The presented clinical case study is an example of the clinical application of the experimental ImmunoCAP inhibition test, the procedure for which was designed by us. Inhibition tests are non-standard analytical methods used in scientific research to study the cross-reactivity of allergens [
26,
27,
28,
29,
30,
31]. Allergies are often associated with cross-reactivity of antibodies directed to epitopes of similar structure found in different allergen sources. Unfortunately, there are still no standardized tools useful in the routine diagnosis of allergies based on such a pathophysiological mechanism.

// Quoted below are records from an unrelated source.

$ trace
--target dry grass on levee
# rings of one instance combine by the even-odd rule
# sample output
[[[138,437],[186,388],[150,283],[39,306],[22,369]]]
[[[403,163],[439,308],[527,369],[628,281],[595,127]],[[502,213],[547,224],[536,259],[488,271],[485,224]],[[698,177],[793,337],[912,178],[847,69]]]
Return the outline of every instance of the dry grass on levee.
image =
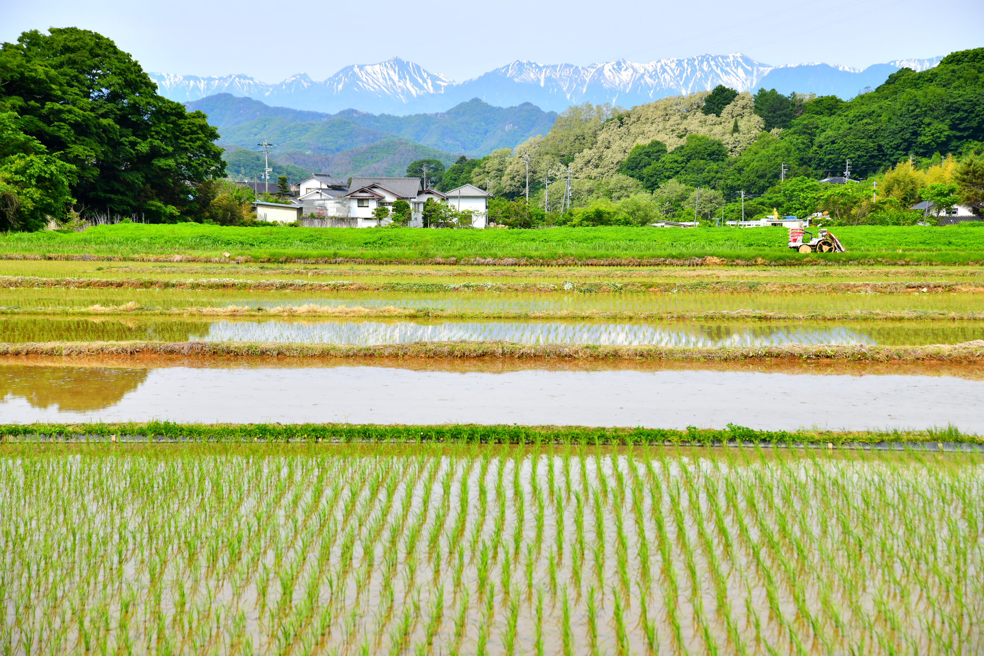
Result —
[[[981,653],[980,455],[8,445],[5,653]]]

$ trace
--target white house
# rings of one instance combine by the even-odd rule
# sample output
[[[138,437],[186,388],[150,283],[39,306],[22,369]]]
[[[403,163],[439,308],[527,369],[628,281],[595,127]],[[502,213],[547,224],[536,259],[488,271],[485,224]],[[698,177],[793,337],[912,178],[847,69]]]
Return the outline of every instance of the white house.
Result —
[[[424,189],[419,177],[353,177],[351,189],[344,197],[351,203],[348,216],[357,219],[357,228],[376,226],[373,211],[377,207],[393,207],[398,200],[409,203],[410,226],[420,228],[423,225],[422,212],[427,199],[447,200],[447,196],[437,189]],[[390,221],[386,220],[383,225],[388,223]]]
[[[471,217],[472,228],[485,228],[489,216],[489,198],[492,198],[492,194],[473,184],[462,184],[456,189],[446,191],[444,195],[456,210],[471,210],[474,213]]]
[[[294,199],[293,202],[304,208],[305,217],[312,215],[319,218],[348,217],[349,201],[345,197],[347,193],[348,189],[339,191],[331,187],[316,188]]]
[[[328,173],[315,173],[297,183],[298,200],[305,194],[316,189],[325,189],[333,196],[339,196],[348,193],[348,185],[344,180],[332,177]],[[334,192],[334,193],[333,193]]]
[[[937,214],[936,205],[934,205],[932,201],[923,201],[921,203],[916,203],[909,209],[922,210],[924,217],[928,217],[930,215],[937,217],[939,219],[938,223],[941,226],[953,226],[954,224],[962,224],[965,221],[981,220],[980,217],[974,214],[973,208],[969,205],[953,205]]]
[[[256,201],[257,221],[269,221],[275,224],[292,224],[301,218],[303,209],[296,203],[281,205],[280,203],[267,203],[266,201]]]

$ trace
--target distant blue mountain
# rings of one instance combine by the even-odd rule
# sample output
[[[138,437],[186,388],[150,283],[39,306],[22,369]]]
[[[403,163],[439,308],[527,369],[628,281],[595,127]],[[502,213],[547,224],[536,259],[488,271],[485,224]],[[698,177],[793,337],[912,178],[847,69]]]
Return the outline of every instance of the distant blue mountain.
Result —
[[[471,80],[454,82],[417,64],[395,57],[378,64],[346,66],[323,82],[306,74],[269,85],[246,75],[197,77],[152,73],[159,93],[182,102],[231,94],[299,110],[406,115],[447,110],[478,98],[511,107],[530,102],[544,111],[562,111],[572,103],[614,102],[633,106],[667,96],[713,89],[723,84],[738,91],[761,87],[783,94],[798,92],[849,98],[875,88],[902,67],[932,68],[943,57],[895,60],[866,69],[812,63],[769,66],[742,54],[700,55],[639,64],[620,59],[588,66],[511,64]]]

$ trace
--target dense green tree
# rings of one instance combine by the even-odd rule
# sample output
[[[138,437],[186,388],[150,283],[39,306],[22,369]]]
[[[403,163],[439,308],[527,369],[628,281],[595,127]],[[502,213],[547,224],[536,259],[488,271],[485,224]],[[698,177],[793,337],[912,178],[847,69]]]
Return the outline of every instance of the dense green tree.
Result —
[[[372,211],[372,218],[376,220],[376,226],[382,226],[383,221],[390,218],[390,208],[380,205]]]
[[[538,154],[567,165],[578,153],[594,146],[601,126],[619,115],[621,107],[610,102],[582,102],[569,106],[557,115],[550,132],[540,142]]]
[[[471,182],[472,171],[474,171],[474,169],[477,168],[478,164],[481,163],[481,160],[469,160],[464,155],[458,158],[458,161],[448,166],[448,169],[444,171],[438,190],[450,191],[451,189],[457,189],[462,184],[469,184]]]
[[[783,96],[774,89],[759,89],[755,98],[755,113],[766,121],[766,131],[787,128],[795,116],[796,94]]]
[[[84,209],[179,220],[196,185],[224,173],[218,133],[156,93],[140,65],[87,30],[26,32],[0,47],[0,111],[70,164]]]
[[[393,204],[393,226],[408,226],[413,213],[410,204],[404,200],[399,200]]]
[[[277,178],[277,195],[279,198],[286,198],[290,195],[290,183],[287,182],[286,175],[279,175]]]
[[[642,178],[643,170],[649,164],[659,162],[666,155],[666,144],[653,139],[648,144],[638,144],[629,153],[629,157],[619,164],[618,172],[637,180]]]
[[[720,116],[724,107],[731,104],[731,101],[738,98],[738,92],[728,89],[724,85],[717,85],[713,91],[704,98],[704,107],[701,108],[706,114]]]
[[[17,118],[0,113],[0,230],[36,230],[67,217],[75,167],[21,132]]]
[[[947,210],[960,202],[957,190],[958,186],[955,184],[934,182],[923,187],[919,195],[924,201],[933,204],[933,214],[939,217],[946,215]]]
[[[779,139],[769,132],[761,133],[741,155],[729,160],[721,178],[721,191],[729,196],[742,191],[761,194],[778,184],[783,164],[786,165],[786,177],[810,175],[809,167],[800,163],[797,143],[796,139]]]
[[[671,178],[690,186],[715,186],[724,171],[728,149],[716,139],[700,134],[687,136],[683,146],[643,169],[646,189],[655,189]]]
[[[424,167],[427,168],[426,172]],[[441,164],[440,160],[417,160],[411,162],[406,167],[404,177],[419,177],[421,180],[426,177],[427,188],[437,189],[444,178],[444,164]]]
[[[984,140],[984,48],[944,57],[916,73],[903,68],[870,94],[847,102],[830,97],[808,102],[783,138],[800,138],[818,173],[870,173],[907,159],[958,150]],[[815,104],[816,103],[816,104]]]

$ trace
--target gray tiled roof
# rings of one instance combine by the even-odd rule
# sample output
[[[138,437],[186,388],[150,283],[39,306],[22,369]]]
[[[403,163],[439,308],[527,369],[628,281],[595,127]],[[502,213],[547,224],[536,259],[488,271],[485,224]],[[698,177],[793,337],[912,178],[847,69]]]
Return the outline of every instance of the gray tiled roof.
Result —
[[[416,198],[417,191],[423,188],[419,177],[353,177],[349,189],[368,187],[378,184],[400,198]]]
[[[337,177],[332,177],[332,175],[330,173],[314,173],[314,174],[311,175],[311,177],[317,177],[324,184],[327,184],[330,187],[343,187],[343,186],[345,186],[345,181],[344,180],[339,180]]]
[[[452,197],[453,198],[458,198],[459,195],[461,195],[461,196],[478,196],[478,197],[486,197],[487,196],[489,198],[492,197],[492,194],[490,194],[489,192],[485,191],[484,189],[476,187],[473,184],[462,184],[461,186],[456,187],[456,188],[452,189],[451,191],[444,192],[444,195],[448,196],[449,198],[452,198]]]

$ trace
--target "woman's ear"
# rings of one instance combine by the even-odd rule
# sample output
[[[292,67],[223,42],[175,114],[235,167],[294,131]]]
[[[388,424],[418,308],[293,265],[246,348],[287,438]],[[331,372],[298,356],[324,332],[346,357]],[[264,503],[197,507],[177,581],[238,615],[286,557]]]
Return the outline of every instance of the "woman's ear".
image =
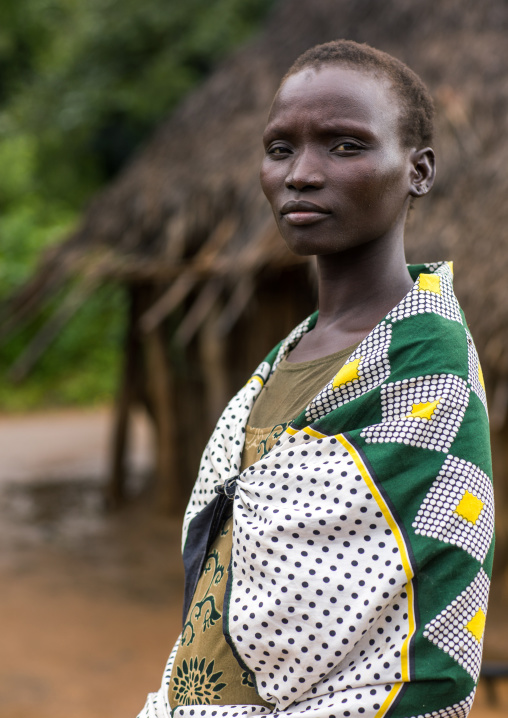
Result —
[[[411,157],[412,176],[409,194],[412,197],[422,197],[432,189],[436,178],[436,156],[431,147],[415,150]]]

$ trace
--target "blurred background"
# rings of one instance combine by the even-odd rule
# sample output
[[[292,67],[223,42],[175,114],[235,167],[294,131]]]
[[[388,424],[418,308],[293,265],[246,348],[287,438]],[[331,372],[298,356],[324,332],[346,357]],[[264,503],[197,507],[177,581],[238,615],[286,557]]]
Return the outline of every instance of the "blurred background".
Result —
[[[258,186],[260,136],[292,61],[337,37],[436,101],[408,259],[454,261],[482,360],[500,677],[471,715],[506,715],[507,32],[505,0],[3,0],[0,718],[126,718],[159,685],[206,438],[315,307]]]

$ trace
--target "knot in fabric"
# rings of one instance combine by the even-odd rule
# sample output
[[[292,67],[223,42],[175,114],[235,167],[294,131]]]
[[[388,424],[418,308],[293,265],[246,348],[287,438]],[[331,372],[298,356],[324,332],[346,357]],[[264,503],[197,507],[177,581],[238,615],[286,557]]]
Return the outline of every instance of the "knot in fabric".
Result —
[[[236,480],[238,479],[238,476],[233,476],[230,479],[226,479],[223,484],[218,484],[215,487],[215,493],[216,494],[223,494],[226,498],[233,499],[235,498],[235,491],[236,491]]]

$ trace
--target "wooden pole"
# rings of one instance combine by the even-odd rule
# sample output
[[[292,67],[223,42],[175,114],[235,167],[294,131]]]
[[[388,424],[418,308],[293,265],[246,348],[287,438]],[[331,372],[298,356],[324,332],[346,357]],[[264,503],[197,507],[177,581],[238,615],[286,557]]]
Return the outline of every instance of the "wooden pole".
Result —
[[[136,399],[136,385],[140,367],[140,342],[136,324],[138,297],[135,290],[129,294],[129,317],[124,341],[123,371],[118,391],[110,449],[110,472],[105,499],[110,508],[116,508],[125,498],[127,455],[132,405]]]
[[[147,388],[156,426],[155,500],[161,511],[175,514],[181,510],[183,501],[172,402],[173,375],[166,351],[164,325],[158,325],[146,335],[145,348]]]

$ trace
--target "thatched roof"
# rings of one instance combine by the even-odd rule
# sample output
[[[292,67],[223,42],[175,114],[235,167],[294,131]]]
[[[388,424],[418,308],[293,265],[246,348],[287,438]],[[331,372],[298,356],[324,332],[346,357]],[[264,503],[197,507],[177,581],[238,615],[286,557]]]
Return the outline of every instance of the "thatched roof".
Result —
[[[205,292],[202,304],[226,292],[230,314],[241,311],[253,286],[246,277],[297,261],[277,238],[258,183],[271,98],[298,54],[337,37],[387,50],[429,84],[438,109],[438,181],[417,203],[408,255],[455,261],[486,370],[508,376],[504,0],[283,0],[264,32],[190,94],[95,197],[75,233],[18,294],[13,321],[76,274],[90,286],[104,278],[167,285],[145,314],[145,329],[191,292],[198,303]]]

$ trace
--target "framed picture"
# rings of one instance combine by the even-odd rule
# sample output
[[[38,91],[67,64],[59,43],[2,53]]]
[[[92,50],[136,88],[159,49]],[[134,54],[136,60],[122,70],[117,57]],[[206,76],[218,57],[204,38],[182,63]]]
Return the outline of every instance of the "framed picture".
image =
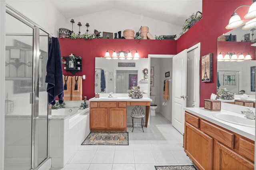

Various models of inhibition tests have already been successfully used in scientific research by both our team [
26,
27,
28] and other researchers [
29,
30,
31]. We have previously successfully used inhibition tests in the diagnosis of anaphylaxis sensitization to mango [
26] and sunflower seed [
27], which resulted from a cross-reaction in mugwort-allergic patients. Both in our opinion and in the opinion of other authors [
30,
31], all inhibition tests used to study the phenomenon of cross-reactivity can be both a valuable tool for the study of cross-reactivity between allergens and a useful tool in the diagnosis of allergies resulting from these reactions. Knowledge of the amino acid sequence and antigen conformation is not always sufficient to predict the true reactivity of allergens with specific antibodies under natural conditions.